All addictions are psychological addictions so anything that makes you feel good ends up rewiring your brain (this is why you constantly think about what you are addicted to, your brain is looking for ways to feel good again) - and hence your brain rebels against you when you try to quit (it literally becomes a civil war inside your head). So its not really a matter of what are "real" addictions - they are all real because you make them real - even if to the outside observer there looks to be no addictive component.

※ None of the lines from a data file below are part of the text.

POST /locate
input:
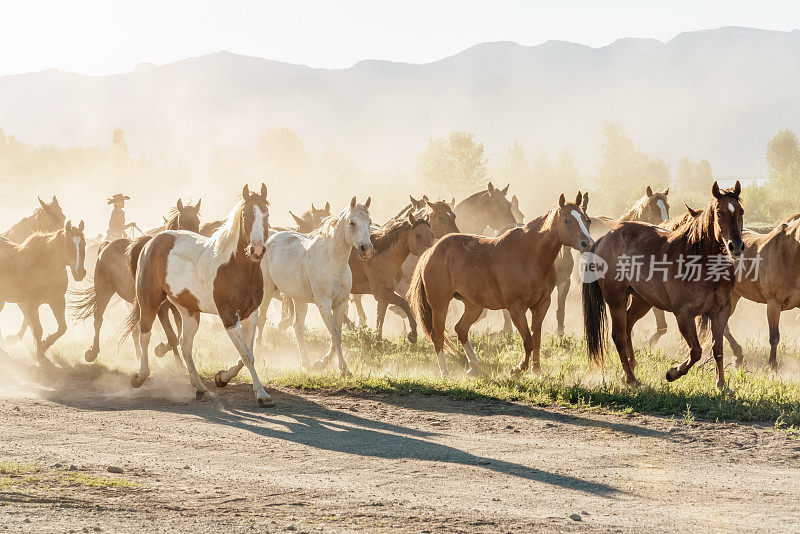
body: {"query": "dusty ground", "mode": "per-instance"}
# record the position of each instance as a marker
(352, 463)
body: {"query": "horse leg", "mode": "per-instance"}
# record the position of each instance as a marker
(102, 294)
(362, 317)
(300, 310)
(718, 323)
(562, 290)
(58, 308)
(661, 327)
(146, 318)
(520, 320)
(402, 303)
(537, 317)
(638, 309)
(773, 319)
(172, 339)
(735, 346)
(31, 313)
(688, 330)
(243, 334)
(619, 333)
(471, 314)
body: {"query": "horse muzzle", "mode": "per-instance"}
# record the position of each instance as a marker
(366, 251)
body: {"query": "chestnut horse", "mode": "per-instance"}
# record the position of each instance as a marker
(665, 280)
(379, 275)
(220, 275)
(514, 272)
(112, 276)
(32, 273)
(775, 282)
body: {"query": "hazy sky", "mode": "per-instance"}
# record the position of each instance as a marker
(106, 36)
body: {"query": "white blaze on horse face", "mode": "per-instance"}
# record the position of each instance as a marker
(78, 262)
(582, 225)
(663, 208)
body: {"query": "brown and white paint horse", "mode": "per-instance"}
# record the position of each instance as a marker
(220, 275)
(32, 273)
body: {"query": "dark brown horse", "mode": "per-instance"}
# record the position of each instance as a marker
(220, 275)
(489, 208)
(112, 276)
(514, 272)
(687, 271)
(33, 273)
(379, 275)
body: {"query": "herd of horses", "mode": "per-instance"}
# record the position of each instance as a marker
(477, 251)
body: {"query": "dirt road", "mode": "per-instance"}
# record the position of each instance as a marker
(405, 464)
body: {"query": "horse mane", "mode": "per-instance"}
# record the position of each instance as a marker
(226, 237)
(384, 237)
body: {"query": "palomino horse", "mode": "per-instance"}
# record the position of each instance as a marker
(47, 218)
(32, 273)
(774, 282)
(315, 269)
(687, 271)
(112, 276)
(514, 272)
(486, 208)
(651, 208)
(442, 220)
(220, 275)
(379, 275)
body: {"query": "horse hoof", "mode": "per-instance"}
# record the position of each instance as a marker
(266, 402)
(218, 380)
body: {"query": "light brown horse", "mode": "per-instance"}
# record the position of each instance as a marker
(32, 273)
(112, 276)
(487, 208)
(513, 271)
(220, 275)
(666, 280)
(379, 275)
(775, 281)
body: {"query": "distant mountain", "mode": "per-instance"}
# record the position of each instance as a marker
(719, 94)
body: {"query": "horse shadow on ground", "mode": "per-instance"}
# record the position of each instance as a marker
(294, 418)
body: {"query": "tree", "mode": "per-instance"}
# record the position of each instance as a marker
(453, 163)
(782, 150)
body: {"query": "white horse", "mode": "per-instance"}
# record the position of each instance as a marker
(314, 268)
(218, 274)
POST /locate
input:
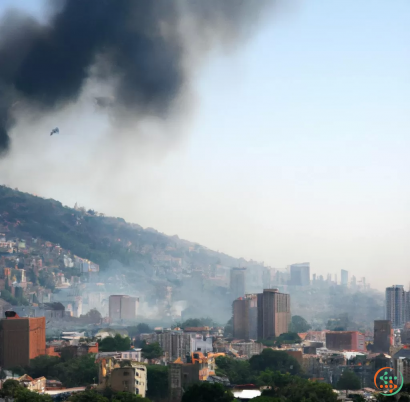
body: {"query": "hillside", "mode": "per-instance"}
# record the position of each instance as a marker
(96, 237)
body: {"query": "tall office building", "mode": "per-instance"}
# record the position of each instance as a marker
(237, 283)
(396, 300)
(300, 274)
(344, 277)
(273, 313)
(383, 336)
(245, 317)
(123, 308)
(21, 339)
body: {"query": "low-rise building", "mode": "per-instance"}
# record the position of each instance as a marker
(122, 376)
(345, 340)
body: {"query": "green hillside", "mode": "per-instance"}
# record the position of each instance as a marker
(93, 236)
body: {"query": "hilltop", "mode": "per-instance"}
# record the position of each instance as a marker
(100, 238)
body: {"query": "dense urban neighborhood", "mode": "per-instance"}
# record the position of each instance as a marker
(164, 318)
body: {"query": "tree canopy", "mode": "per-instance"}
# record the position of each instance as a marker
(275, 360)
(206, 392)
(157, 378)
(73, 372)
(114, 344)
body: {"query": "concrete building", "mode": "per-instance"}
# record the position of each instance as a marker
(273, 313)
(405, 334)
(201, 344)
(122, 376)
(21, 339)
(131, 378)
(123, 308)
(344, 277)
(181, 376)
(245, 317)
(401, 363)
(383, 336)
(396, 305)
(175, 344)
(345, 341)
(237, 283)
(247, 349)
(300, 274)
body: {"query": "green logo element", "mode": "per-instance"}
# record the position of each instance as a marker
(388, 383)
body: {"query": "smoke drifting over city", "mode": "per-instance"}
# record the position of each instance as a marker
(139, 49)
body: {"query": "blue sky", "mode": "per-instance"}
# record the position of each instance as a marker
(298, 148)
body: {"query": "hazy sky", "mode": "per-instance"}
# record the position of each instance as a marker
(298, 148)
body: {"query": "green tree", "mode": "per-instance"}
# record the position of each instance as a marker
(115, 344)
(206, 392)
(10, 388)
(275, 360)
(299, 324)
(88, 396)
(348, 380)
(296, 389)
(157, 378)
(238, 371)
(228, 329)
(151, 351)
(42, 366)
(24, 395)
(128, 397)
(77, 372)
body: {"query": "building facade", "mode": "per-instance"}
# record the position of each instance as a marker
(344, 277)
(383, 336)
(237, 283)
(273, 313)
(397, 301)
(175, 344)
(300, 274)
(181, 376)
(124, 376)
(21, 339)
(245, 317)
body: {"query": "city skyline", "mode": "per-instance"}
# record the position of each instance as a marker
(288, 146)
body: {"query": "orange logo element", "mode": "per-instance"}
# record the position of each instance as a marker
(387, 382)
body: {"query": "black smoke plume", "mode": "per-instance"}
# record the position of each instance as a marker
(139, 45)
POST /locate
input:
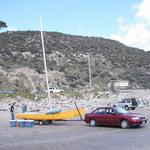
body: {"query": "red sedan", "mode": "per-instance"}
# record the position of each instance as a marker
(111, 117)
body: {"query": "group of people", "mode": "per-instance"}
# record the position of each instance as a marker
(12, 110)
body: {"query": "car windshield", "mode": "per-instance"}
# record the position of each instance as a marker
(121, 110)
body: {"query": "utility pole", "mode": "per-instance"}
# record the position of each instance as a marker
(45, 64)
(89, 64)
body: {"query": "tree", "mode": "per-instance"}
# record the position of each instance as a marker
(3, 24)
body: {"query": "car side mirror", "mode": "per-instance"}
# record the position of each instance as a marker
(113, 113)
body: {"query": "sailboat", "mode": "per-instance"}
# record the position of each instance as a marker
(52, 114)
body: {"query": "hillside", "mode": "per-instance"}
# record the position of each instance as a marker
(22, 68)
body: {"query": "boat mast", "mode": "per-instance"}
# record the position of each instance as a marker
(45, 64)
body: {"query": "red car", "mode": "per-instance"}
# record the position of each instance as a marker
(114, 117)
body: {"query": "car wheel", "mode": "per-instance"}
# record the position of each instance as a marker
(124, 124)
(92, 123)
(126, 107)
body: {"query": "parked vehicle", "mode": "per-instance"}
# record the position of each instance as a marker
(55, 90)
(127, 104)
(121, 117)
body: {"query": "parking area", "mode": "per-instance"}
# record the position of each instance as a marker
(73, 135)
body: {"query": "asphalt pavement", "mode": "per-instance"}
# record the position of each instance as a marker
(73, 135)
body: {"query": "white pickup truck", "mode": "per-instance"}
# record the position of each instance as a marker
(129, 103)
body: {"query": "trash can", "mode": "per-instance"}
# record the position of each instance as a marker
(29, 123)
(21, 123)
(13, 123)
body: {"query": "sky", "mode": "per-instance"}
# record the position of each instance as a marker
(127, 21)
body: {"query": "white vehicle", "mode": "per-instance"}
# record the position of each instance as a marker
(55, 90)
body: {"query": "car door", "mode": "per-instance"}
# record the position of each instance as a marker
(100, 116)
(111, 118)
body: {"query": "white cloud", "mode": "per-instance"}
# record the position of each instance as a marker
(137, 34)
(143, 10)
(11, 29)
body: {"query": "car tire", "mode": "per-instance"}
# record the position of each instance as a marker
(92, 123)
(124, 124)
(126, 107)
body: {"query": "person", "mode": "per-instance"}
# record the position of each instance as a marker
(12, 111)
(24, 108)
(114, 108)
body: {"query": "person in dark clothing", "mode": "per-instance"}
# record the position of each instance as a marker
(24, 108)
(114, 108)
(12, 111)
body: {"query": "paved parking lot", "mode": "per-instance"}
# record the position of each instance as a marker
(73, 135)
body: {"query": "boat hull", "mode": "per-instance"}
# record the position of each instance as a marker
(68, 114)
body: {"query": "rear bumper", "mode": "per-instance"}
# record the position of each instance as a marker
(138, 122)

Control is an illusion, order our comforting lie. From chaos, through chaos, into chaos we fly
Furthermore, all habits involve rewiring of neural circuitry. Some drug habits induce a physiological dependence, which is not to imply that psychological dependence is not physiological, but rather than psychological dependence does not involve the body going into a sort of shock. Take a person off of heroin cold turkey, and there is the possibility of death.
Regardless of the type of addiction, every addiction is a function of the lack of volition. It can be theorized that this is the result of a weakened cingulate gyrus which has been posited as a potential "seat of volition" within the brain.
Regardless of the neuro-correlates, we are responsible for our decisions. And if we fail at being responsible, we are responsible for making ourselves responsible for our decisions.
Furthermore, it is important to take context into consideration when identifying a pathology. Social structures exist that may in themselves be responsible for pathological behaviors, and in some cases, pathological behaviors may not be pathological but entirely adaptive. This does not change the diagnosis of a disorder (which is based entirely on symptomatology and has nothing to do with etiology), but it does bear significance.
That is all
hook ya up to a turbine or something.